For scholar Golnar Nikpour, the idea of prison — especially in Iran’s Pahlavi era, 1925 to 1979 — is so much greater than criminal punishment; Iranian prison, she argued in a seminar on Wednesday, has historically been an educational institution.

Nikpour, the Neubauer Junior Research Fellow at the Crown Center for Middle East Studies, has written a book about Iran’s prisons, penaly and criminal systems.

Nikpour discussed what prisons stood for and what they brought to Iran, giving the audience insight into the social context of  that period. She began the talk by arguing that prison was treated as educational and served as a center for social reform for many prisoners. 

She quoted leftist Iranian political activist Bozorg Alavi to demonstrate such a belief: “Prison, for us, was truly a school. We learned many things there. Not only about social and political matters, but also… well, what didn’t we learn? For example, I learned Russian in prison. I learned English in prison. In prison, one read in earnest,” Alavi said in a 1985 interview.

Nikpour mentioned Alavi’s memoir and pointed out that he is not the only one whose experience demonstrates this fact. She explained, “Nearly all opposition parties in modern Iran produce work from or about prison.”

Nikpour then talked about her work on the topic. “My work is an inquiry on the nature of the power of the modern state, and I argue that both techniques of punishment, as well as response to those techniques have developed and vary over time.” 

Adding to this, she spoke of the importance of viewing punishment practices as interconnected, rather than separated by the philosophies of the governments which implemented them. “Punishment techniques are not natural, stable outgrowths of forms of governance,” she said, “but are rather historically contingent practices that fluctuate and evolve in a shifting arsenal of modern power.” 

“That is,” she continued, “we cannot speak coherently of ‘fascist punishment,’ ‘liberal punishment,’ ‘nationalist punishment,’ ‘Islamic punishment,’ [and so forth].” 

Cultural languages of modern punishment are “transnational and linked,” she said. She pointed out  that Iranian prisoners read materials by activists and prisoners all over the world, including those outside Middle East.

Incarceration tends to be a “global phenomenon,” which is not necessarily addressed by current scholarship, Nikpour emphasized. She believes that people should “not simply examine regimes of mass incarceration in local context” but also “contextualize them in the transnational networks in which they have emerged.”

There are some detailed examples, especially from the Pahlavi period, which support this concept, she added. Nikpour discussed some big transformations from this period, showing photos depicting the state of the prisons and the imprisoned: what they dressed in and the what those prisons looked like. 

Yet, prisons were also handy for another form of education, Nikpour asserted: teaching prisoners how to develop their criminal skills. 

She made critiques of Pahlavian Iranian prisons, which argued that even female or juvenile prisons served as places where elder prisoners teach younger ones to commit crimes. 

These critiques pushed prisons to require work from their prisoners in order to keep them out of trouble, according to Nikpour.

Discussing her work with previously unexamined scholarly sources on criminology and criminal sociology, Nikpour told audiences about an early 1950s doctoral thesis, “Prisons and Prisoners,” by an Iranian at Tehran University’s law school.

“From what I discovered, this is the earliest academic work that focuses exclusively on prison,” Nikpour said, adding that the thesis’ author  claimed that “the history of punishment moves as a progressive march from an inefficient and inhumane towards one useful and just.” 

Nikpour added that the author wrote, “in prisons of old … the prisoners will be forced to confess whether or not they had committed any crime.
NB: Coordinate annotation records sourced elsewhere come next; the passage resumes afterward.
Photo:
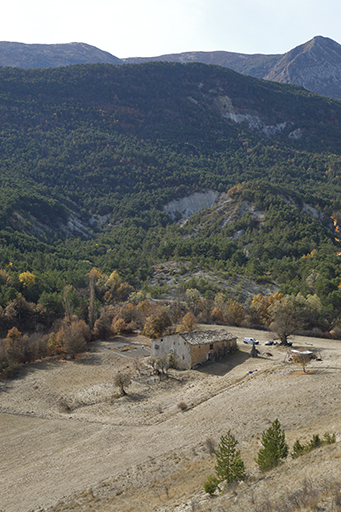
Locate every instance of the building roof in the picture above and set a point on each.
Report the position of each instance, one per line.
(202, 337)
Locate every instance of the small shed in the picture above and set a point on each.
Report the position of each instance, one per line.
(191, 348)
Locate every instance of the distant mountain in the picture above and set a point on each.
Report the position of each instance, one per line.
(256, 65)
(315, 65)
(22, 55)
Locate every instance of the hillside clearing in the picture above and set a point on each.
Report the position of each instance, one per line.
(70, 441)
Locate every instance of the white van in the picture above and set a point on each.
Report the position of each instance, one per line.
(250, 341)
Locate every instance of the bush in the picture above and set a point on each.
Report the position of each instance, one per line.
(182, 406)
(274, 447)
(211, 484)
(122, 380)
(315, 442)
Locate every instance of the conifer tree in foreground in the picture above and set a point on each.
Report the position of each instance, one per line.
(274, 447)
(230, 466)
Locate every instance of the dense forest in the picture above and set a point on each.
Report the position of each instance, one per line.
(91, 154)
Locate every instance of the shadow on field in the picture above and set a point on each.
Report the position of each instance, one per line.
(224, 365)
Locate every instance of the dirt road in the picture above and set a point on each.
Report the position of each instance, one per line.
(65, 429)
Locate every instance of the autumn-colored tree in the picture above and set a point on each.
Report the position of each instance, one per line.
(217, 315)
(102, 327)
(14, 344)
(74, 336)
(119, 326)
(260, 306)
(27, 279)
(20, 312)
(234, 313)
(157, 324)
(93, 276)
(189, 321)
(4, 277)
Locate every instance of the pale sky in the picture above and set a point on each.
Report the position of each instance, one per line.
(136, 28)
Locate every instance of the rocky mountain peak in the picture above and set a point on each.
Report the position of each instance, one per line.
(315, 65)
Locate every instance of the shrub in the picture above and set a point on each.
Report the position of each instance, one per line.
(315, 442)
(182, 406)
(211, 484)
(122, 380)
(274, 447)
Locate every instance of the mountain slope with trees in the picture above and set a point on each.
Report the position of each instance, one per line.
(91, 155)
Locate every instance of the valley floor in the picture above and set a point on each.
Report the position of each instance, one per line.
(69, 441)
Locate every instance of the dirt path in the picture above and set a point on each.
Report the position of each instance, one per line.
(64, 429)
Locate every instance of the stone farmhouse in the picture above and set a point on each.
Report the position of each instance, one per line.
(191, 348)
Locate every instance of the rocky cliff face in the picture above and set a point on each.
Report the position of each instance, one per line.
(316, 65)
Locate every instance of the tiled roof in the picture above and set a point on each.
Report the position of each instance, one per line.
(202, 337)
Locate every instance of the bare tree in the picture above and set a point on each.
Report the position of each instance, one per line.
(122, 380)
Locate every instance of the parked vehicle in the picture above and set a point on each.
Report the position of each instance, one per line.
(250, 341)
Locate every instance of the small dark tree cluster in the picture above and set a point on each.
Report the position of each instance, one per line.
(230, 466)
(274, 450)
(315, 442)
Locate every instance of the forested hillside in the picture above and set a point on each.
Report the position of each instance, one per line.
(91, 154)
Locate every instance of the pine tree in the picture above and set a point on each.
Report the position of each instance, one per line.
(275, 448)
(230, 466)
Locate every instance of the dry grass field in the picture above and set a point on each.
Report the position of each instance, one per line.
(69, 441)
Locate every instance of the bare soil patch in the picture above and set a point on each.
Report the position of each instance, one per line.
(70, 441)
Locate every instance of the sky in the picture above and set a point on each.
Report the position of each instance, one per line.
(136, 28)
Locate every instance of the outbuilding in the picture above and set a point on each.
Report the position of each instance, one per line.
(191, 348)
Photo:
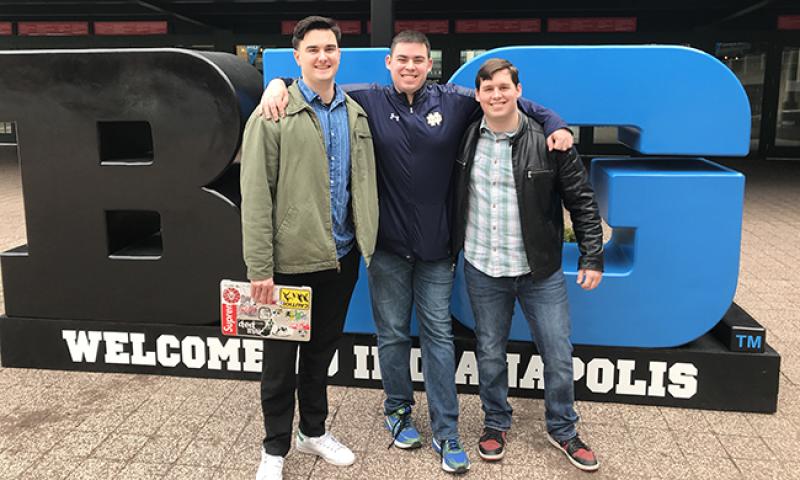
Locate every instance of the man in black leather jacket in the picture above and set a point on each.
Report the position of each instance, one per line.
(509, 191)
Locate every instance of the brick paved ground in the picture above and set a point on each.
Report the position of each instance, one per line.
(84, 425)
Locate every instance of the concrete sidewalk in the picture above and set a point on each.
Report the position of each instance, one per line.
(57, 425)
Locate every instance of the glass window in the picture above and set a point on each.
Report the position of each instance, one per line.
(748, 62)
(7, 134)
(576, 133)
(606, 135)
(787, 131)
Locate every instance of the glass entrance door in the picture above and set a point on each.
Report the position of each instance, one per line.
(787, 121)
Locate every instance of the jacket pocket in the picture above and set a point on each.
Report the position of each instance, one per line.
(533, 173)
(285, 223)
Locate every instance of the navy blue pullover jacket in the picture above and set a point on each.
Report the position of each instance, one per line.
(415, 150)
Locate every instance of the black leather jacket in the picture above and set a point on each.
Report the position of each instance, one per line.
(543, 181)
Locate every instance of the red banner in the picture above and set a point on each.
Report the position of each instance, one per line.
(52, 28)
(592, 24)
(487, 25)
(348, 27)
(424, 26)
(130, 28)
(788, 22)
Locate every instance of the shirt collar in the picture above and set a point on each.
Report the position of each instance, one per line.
(484, 128)
(311, 96)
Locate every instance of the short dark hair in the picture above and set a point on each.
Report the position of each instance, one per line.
(314, 22)
(411, 36)
(494, 65)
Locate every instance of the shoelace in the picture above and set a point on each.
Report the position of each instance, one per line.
(404, 415)
(491, 434)
(330, 443)
(574, 444)
(451, 445)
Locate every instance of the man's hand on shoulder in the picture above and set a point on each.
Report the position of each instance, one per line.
(274, 100)
(261, 290)
(560, 140)
(589, 279)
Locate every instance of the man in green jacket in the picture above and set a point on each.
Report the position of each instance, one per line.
(309, 207)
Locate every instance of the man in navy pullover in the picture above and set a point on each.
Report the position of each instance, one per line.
(416, 131)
But in today, in Iran, punishments are applied in regard to the law.”

Nikpour also quoted a criminology expert who said, “The criminal is like a patient, and just as a doctor orders tests on the patient in order to diagnose their disease, the judge must collect information on the personality of each offender, in order to discover the reasons … for their crime.” 
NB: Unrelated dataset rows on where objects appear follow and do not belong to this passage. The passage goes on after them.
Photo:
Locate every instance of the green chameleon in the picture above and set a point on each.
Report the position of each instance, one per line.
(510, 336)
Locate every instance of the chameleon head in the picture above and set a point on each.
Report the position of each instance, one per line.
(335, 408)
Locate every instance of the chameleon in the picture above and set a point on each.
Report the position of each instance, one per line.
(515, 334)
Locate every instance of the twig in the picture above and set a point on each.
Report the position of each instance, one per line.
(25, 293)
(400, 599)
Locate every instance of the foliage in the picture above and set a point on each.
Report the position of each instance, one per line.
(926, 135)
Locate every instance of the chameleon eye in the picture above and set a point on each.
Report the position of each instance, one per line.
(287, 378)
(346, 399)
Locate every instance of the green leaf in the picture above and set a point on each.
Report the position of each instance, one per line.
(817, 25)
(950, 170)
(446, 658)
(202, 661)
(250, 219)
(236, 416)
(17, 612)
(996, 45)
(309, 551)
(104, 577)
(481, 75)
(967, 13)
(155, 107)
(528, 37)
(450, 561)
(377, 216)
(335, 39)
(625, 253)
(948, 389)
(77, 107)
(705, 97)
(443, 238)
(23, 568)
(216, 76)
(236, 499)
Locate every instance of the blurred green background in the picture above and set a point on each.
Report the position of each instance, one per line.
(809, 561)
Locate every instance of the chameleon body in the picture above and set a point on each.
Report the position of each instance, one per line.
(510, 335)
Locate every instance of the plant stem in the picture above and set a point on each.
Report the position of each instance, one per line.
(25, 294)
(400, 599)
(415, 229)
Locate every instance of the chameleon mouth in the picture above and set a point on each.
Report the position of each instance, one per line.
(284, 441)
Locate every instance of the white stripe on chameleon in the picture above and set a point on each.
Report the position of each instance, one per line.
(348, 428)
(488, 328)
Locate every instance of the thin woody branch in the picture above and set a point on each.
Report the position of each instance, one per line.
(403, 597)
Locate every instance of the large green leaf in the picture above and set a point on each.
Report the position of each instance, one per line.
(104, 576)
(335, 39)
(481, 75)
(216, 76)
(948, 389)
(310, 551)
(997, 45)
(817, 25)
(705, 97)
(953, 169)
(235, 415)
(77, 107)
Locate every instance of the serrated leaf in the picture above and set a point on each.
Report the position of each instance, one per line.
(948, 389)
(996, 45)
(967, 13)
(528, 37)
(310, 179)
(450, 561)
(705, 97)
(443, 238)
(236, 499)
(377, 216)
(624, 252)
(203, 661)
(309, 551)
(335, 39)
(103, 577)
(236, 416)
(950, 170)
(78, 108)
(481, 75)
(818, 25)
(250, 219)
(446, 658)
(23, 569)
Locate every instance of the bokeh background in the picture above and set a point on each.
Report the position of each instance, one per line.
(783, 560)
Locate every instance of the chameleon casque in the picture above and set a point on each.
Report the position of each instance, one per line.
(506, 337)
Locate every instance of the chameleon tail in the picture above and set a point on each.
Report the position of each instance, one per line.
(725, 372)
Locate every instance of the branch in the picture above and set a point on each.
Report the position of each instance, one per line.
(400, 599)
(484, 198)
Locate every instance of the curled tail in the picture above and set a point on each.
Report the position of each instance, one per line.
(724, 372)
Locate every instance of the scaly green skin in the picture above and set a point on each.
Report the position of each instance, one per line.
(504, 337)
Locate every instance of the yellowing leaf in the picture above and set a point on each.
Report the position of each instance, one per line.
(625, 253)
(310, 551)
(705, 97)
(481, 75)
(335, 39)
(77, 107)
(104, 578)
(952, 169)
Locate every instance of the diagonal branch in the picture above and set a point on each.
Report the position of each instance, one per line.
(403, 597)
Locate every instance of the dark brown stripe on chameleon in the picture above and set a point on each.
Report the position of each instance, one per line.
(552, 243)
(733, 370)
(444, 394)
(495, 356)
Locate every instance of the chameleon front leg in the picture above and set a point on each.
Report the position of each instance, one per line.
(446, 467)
The medicalization standpoint, according to Nikpour, is necessary “because prisoners were both imagined as a vulnerable population in need of care and as possible social contagions.” 
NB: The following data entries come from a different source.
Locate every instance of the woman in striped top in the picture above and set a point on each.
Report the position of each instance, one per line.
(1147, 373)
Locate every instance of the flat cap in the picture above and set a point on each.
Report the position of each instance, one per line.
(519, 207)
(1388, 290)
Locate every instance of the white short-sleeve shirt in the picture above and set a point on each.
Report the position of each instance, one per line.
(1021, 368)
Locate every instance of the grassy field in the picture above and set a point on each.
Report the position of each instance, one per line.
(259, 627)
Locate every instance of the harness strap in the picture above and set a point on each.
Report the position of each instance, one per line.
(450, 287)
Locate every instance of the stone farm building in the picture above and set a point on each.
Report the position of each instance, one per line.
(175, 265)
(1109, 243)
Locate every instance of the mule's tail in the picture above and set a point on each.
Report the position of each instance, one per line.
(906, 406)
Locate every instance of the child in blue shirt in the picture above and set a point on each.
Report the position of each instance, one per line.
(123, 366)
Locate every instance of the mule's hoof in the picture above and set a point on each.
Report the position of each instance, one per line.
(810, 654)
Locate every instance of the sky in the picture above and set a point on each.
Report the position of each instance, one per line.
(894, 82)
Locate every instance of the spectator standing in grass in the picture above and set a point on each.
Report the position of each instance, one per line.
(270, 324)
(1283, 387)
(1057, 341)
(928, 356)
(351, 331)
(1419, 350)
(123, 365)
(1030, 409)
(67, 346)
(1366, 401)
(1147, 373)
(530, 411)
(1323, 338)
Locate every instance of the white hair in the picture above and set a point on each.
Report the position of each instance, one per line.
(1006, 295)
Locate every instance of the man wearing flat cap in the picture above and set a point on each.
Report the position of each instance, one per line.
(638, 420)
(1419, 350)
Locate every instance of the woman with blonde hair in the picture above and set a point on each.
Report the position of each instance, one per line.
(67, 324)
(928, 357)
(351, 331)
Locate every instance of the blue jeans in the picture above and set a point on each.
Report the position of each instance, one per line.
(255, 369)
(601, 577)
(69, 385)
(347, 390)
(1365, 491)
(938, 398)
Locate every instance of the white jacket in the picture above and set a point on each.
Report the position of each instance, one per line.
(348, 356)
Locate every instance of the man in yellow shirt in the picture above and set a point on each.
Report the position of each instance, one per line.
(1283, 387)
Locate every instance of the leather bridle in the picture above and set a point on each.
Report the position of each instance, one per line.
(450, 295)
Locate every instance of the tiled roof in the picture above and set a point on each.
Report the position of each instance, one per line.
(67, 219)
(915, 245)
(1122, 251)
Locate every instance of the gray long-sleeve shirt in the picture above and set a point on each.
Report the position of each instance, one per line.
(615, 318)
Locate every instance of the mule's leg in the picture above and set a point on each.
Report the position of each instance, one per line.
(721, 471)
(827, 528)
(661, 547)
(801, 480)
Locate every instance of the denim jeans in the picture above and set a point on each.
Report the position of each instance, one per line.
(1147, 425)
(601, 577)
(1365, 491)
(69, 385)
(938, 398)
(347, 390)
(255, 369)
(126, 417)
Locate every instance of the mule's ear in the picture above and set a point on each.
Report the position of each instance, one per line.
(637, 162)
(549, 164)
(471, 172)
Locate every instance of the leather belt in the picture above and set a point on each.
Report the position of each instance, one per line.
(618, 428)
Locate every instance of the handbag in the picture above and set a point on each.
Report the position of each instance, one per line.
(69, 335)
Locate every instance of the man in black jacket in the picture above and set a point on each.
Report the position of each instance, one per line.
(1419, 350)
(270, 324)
“If crime was the illness,” said Nikpour, “then prison would be the cure or, at least, the quarantine.”

Nikpour further discussed this topic in the context of revolutions and revolutionary groups during the 1970s, in the last decade of the Pahlavi era.

Nikpour also discussed  post-Islamic Revolution Iran. She explained that  the Ayatollah Ruhollah Khomeini, the revolution’s leader who overthrew the Pahlavi regime in 1979, said that “no person could be executed except when a person has ordered a massacre or act of torture.” She also discussed  her perspectives on tortures and interrogations against political prisoners. 

The talk concluded with a question-and-answer session with the audience.